Leo miró a ambos lados.

Los coches aparcados parecían animales perezosos pastando a lo largo de la calle, engullendo la acera con sus grandes bocas de metal. Las puertas automáticas de la tienda del americano se abrían y cerraban al ritmo frenético de las entradas y salidas del torrente de críos sobreexcitados. Algunos adelantaban solo un pie, regresaban al grupo para abrazar a sus compañeros y celebraban el triunfo de haber engañado al mecanismo. Otros, sin camisa, fingían pelearse. Las chicas los miraban en grupitos. El resto concursaba para descubrir quién podía escupir más lejos o formar el charco de color más extraño con la saliva resultante de masticar diferentes chucherías.

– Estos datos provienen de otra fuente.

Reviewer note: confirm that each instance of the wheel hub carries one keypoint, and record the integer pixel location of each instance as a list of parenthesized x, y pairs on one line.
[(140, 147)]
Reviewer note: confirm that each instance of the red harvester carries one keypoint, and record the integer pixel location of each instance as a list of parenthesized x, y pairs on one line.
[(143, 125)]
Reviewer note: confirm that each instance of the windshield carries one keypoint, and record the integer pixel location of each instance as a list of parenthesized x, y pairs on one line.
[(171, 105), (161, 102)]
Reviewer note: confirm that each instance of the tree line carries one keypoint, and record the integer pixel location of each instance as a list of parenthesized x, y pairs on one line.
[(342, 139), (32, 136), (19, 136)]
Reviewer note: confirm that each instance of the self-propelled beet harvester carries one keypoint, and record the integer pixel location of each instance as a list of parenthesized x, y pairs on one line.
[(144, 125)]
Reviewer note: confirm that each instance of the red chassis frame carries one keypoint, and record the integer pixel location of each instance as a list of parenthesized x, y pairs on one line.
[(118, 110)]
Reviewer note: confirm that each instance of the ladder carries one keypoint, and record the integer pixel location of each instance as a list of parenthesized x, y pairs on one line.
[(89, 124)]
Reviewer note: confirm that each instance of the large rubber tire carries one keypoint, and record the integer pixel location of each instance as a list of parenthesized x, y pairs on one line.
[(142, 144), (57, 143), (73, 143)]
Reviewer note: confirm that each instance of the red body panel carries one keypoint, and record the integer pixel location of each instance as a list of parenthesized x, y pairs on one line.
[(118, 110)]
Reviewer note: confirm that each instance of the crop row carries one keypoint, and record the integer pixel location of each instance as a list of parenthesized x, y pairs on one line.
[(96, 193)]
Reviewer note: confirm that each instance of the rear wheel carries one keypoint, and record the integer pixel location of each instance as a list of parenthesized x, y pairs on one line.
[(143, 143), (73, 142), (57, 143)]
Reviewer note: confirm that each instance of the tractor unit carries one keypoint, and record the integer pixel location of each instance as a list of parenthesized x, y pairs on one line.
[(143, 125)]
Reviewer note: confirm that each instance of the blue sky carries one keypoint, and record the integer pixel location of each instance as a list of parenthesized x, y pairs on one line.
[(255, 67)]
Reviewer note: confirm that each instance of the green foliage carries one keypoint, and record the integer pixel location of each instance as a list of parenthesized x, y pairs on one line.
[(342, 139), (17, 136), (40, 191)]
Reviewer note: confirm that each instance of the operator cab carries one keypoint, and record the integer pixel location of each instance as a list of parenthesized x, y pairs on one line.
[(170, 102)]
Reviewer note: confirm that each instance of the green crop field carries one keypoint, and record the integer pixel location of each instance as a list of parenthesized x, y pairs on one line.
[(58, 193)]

Leo distinguió a Claudia, que chupaba un helado. Brecha llevaba la corbata alrededor de la cabeza. Su nariz resultaba inconfundible. Se paseaba con una gorra en la mano, haciendo que los demás depositaran algunas monedas en su interior. Gritó a uno de los más pequeños, el que había cruzado la calle a bordo de un caza.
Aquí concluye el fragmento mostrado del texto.